Prior to joining U-M, I was an Assistant Professor at Johns Hopkins CS department from 2017 to 2022.
I have broad research interests in computer systems including OS, cloud computing,
and distributed systems. I am particularly interested in designing principled
techniques to enable reliable, efficient, and secure systems from large
data centers to small mobile devices.
My lab has openings for postdocs, graduate and undergraduate student
interns. I’m looking for students who are self-motivated and have strong
interests in systems building and research. Prospective students please read this page.
News
Dec. 2025
Yuzhuo successfully defended his PhD thesis. Congrats Dr. Jing!
Jul. 2025
TrainVerify is accepted to SOSP '25. Congrats Yunchi!
Jul. 2025
Phoenix is accepted to SOSP '25. Congrats Yuzhuo!
Jul. 2025
Atropos is accepted to SOSP '25. Congrats Yigong!
Mar. 2025
TrainCheck is accepted to OSDI '25. Congrats Yuxuan, Ziming!
Mar. 2025
T2C is accepted to OSDI '25. Congrats Chang, Dimas!
Dec. 2024
Congrats to Chang on receiving the NSF CAREER award in the earliest stage!

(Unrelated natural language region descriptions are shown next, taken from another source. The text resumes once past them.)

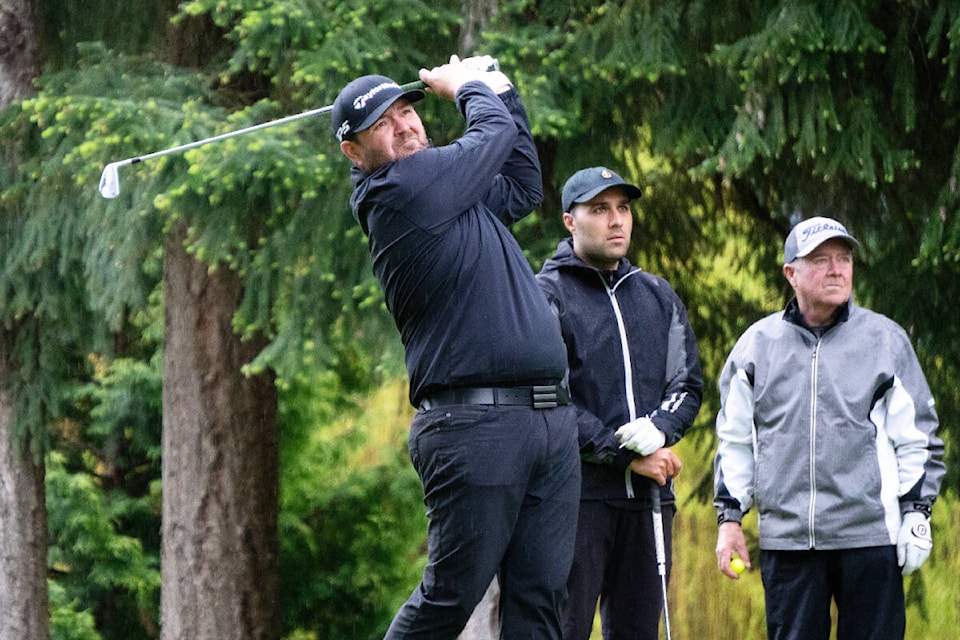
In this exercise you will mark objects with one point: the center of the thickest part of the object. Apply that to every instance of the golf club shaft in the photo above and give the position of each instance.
(110, 180)
(658, 541)
(239, 132)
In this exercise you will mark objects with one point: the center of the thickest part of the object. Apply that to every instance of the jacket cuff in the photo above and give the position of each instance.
(729, 514)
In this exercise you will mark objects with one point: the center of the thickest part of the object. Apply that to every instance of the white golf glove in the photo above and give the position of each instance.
(641, 436)
(913, 542)
(490, 73)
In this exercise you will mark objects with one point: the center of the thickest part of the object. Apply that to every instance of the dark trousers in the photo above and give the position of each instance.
(865, 584)
(501, 486)
(615, 561)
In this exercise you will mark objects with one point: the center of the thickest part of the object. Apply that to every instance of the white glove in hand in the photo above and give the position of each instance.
(641, 436)
(913, 542)
(489, 72)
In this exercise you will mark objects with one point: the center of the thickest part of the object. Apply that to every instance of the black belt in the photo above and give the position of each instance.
(545, 396)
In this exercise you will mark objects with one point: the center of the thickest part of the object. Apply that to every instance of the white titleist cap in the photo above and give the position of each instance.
(810, 234)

pBox is accepted to SOSP '23. Congrats Yigong, Gongqi!
Jun. 2023
Yigong passed his PhD defense and will join University of Washington CSE as a postdoc!
May 2023
Chang passed his PhD defense and will join University of Virginia CS as an Assistant Professor!
Jan. 2023
vProf is accepted to EuroSys '23. Congrats Lingmei!
Research
A major focus of my recent research is to push for higher availability and
observability of next-generation cloud systems. This includes a series of
projects in multiple thrusts:
Understanding of failures beyond fail-stop model
Gray failure: We advocate the importance of the gray failure problem
in cloud systems and discuss its differential observability traits.
Partial failure: We study and analyze real-world
partial failures in popular distributed systems.

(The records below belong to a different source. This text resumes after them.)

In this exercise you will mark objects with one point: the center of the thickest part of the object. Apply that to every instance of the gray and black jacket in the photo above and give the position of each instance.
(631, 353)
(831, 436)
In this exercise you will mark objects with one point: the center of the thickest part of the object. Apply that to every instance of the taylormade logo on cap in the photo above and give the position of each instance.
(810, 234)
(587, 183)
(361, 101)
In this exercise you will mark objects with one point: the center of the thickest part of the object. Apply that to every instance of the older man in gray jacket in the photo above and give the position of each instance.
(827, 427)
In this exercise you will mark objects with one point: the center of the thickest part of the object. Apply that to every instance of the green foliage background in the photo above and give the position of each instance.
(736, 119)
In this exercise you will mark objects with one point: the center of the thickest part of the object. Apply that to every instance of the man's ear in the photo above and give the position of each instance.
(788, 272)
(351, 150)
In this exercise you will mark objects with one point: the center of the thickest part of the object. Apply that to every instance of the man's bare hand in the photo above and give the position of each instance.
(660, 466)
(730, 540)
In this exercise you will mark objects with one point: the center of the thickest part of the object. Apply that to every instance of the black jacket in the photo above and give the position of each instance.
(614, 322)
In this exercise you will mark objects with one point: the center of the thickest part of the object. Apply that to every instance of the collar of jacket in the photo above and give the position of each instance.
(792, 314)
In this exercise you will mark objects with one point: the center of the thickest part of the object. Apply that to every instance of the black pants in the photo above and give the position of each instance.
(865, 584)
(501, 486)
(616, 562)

Principled detection and localization of complex failures
Panorama: We design a solution to capture and enhance
inherent observability in cloud systems for the detection of gray failures.
Watchdog: We propose the intrinsic watchdog abstraction
for comprehensive runtime checking in system software.

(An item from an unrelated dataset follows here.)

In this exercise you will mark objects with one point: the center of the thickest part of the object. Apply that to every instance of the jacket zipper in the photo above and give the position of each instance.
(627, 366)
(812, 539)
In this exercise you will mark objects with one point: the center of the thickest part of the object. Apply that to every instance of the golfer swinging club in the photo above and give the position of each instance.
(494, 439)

OmegaGen: We design a program analysis and
instrumentation tool to generate custom watchdogs to localize partial failures. (Best Paper Award)
Data-driven approach to transform traditional reliability activities
Narya: a holistic system to predict failures and adaptively mitigate failures through online experimentation.
Gandalf: an analytics service for safe deployments in cloud.
AIOps: a short position paper on the real-world challenges and research
opportunities on AIOps.
I also research on energy-efficient mobile systems (e.g., LeaseOS, DefDroid,
eDoctor) and preventing system misconfigurations (e.g., Violet,
ConfValley).
I received my Ph.D. from UCSD, advised by
Prof. Yuanyuan Zhou. Before joining Hopkins,
I took one year off at MSR Redmond Systems Group
to gain exposure to real-world system challenges in a state-of-the-art cloud service, Microsoft
Azure. I received B.S. (Computer Science) and B.A. (Economics) from Peking University.
Note: Ryan is my English name. For legal documents and publications, Peng Huang is used.